NEW YORK — He has won more postseason games than any pitcher in baseball history, and he works in the media capital of the world for the most famous team in American sports.

Yet the Yankees' Andy Pettitte is being overshadowed for Game 3 of the American League Championship Series on Monday by a pitcher who has been traded three times within a calendar year.

Maybe it's because Pettitte, a low-key 38-year-old, is old news. But more likely it's because of the New York media's fascination with Cliff Lee, who almost became a Yankee but instead wound up with the Rangers on July 9.

There is still time for Lee to become a Yankee — he's an impending free agent, and the Yankees could be looking to replace Pettitte with another lefty — but for now Lee's goal is for the Rangers to steal an ALCS game on the road.

"I saw what everyone else saw on ESPN and stuff like that," Lee said of the midseason rumors about the Yankees. "It seemed like that was really close to happening, but obviously it didn't."

Ever since Lee threw a shutout against the Yankees in Game 1 of the World Series last year for the Phillies, and also won Game 5, the buzz that Lee would one day wear pinstripes has not subsided.

And now you know why Pettitte, winner of 19 postseason games, is being upstaged — at least spotlight-wise — in his own playground.

"Really, it doesn't matter.
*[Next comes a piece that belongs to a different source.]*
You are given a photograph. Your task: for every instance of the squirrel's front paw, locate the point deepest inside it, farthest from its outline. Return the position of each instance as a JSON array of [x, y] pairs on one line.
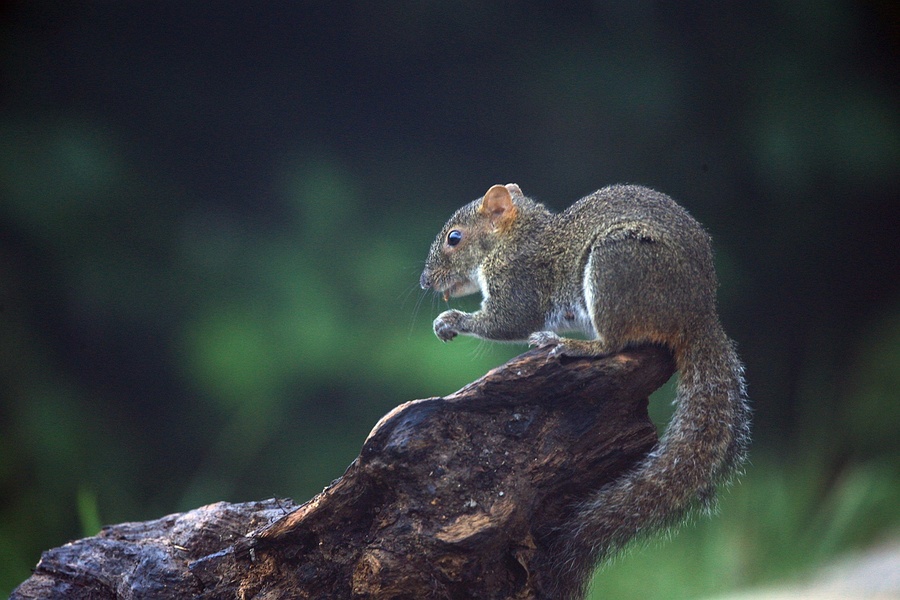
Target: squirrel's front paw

Whatever," Pettitte said Sunday. "I'm pitching (Monday) night …for the New York Yankees. So I'm happy about that.

"I feel like there's not a whole lot of attention that I get anyway. It's been like that kind of my whole career. That's totally fine with me."
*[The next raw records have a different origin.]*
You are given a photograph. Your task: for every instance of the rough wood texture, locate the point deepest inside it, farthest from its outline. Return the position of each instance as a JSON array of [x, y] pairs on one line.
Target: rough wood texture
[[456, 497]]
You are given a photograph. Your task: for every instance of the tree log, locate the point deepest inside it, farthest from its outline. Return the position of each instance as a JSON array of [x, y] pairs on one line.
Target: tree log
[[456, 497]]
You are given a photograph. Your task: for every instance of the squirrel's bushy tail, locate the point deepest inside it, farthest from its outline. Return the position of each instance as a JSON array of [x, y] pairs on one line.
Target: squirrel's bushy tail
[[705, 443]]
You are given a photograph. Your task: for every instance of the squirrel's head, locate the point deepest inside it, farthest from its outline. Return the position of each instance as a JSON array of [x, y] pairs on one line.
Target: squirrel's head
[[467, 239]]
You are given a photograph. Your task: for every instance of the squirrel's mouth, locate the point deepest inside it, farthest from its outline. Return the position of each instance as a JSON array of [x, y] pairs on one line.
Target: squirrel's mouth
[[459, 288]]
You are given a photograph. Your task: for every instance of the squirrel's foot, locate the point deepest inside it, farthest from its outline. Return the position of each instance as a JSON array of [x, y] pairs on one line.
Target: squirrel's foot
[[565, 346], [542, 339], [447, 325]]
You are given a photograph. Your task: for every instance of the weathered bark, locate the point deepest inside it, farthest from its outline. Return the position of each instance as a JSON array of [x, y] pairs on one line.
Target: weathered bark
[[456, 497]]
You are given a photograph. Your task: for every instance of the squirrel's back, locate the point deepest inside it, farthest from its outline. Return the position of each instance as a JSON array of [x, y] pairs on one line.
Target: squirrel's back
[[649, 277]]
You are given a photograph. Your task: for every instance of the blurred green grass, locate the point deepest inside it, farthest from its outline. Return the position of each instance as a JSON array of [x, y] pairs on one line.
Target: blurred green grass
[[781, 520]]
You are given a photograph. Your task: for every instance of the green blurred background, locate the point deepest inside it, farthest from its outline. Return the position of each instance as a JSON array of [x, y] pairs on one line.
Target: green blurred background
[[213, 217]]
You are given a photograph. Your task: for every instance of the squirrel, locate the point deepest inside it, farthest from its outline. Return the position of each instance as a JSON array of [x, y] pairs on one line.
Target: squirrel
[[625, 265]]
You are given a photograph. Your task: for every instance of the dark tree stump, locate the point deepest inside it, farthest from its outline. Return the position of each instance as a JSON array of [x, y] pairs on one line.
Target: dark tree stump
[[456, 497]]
The pitching matchup is magnified because of the importance of Game 3, usually the pivotal point of a seven-game series. If the Yankees win, they will have wrested home-field advantage from the Rangers. If the Rangers win, they will have the defending champions down two games to one with a return to Texas guaranteed.

If Pettitte hadn't been injured much of the second half of the regular season, the Yankees would have to feel good about their chances. But his start in the ALDS against the Twins was just his fourth appearance after July 18.

And that start — two earned runs in seven innings — was a gem. The only trouble is, that was 11 days ago.

"That's a little bit of length, so you are kind of concerned about that," he said. "I think I told you all, going into my Minnesota start, I never felt so unprepared for a playoff start. And I got my stuff together."

Lee's stuff has been consistently together in the postseason. He has a 6-0 record, and he has the respect of the Yankees.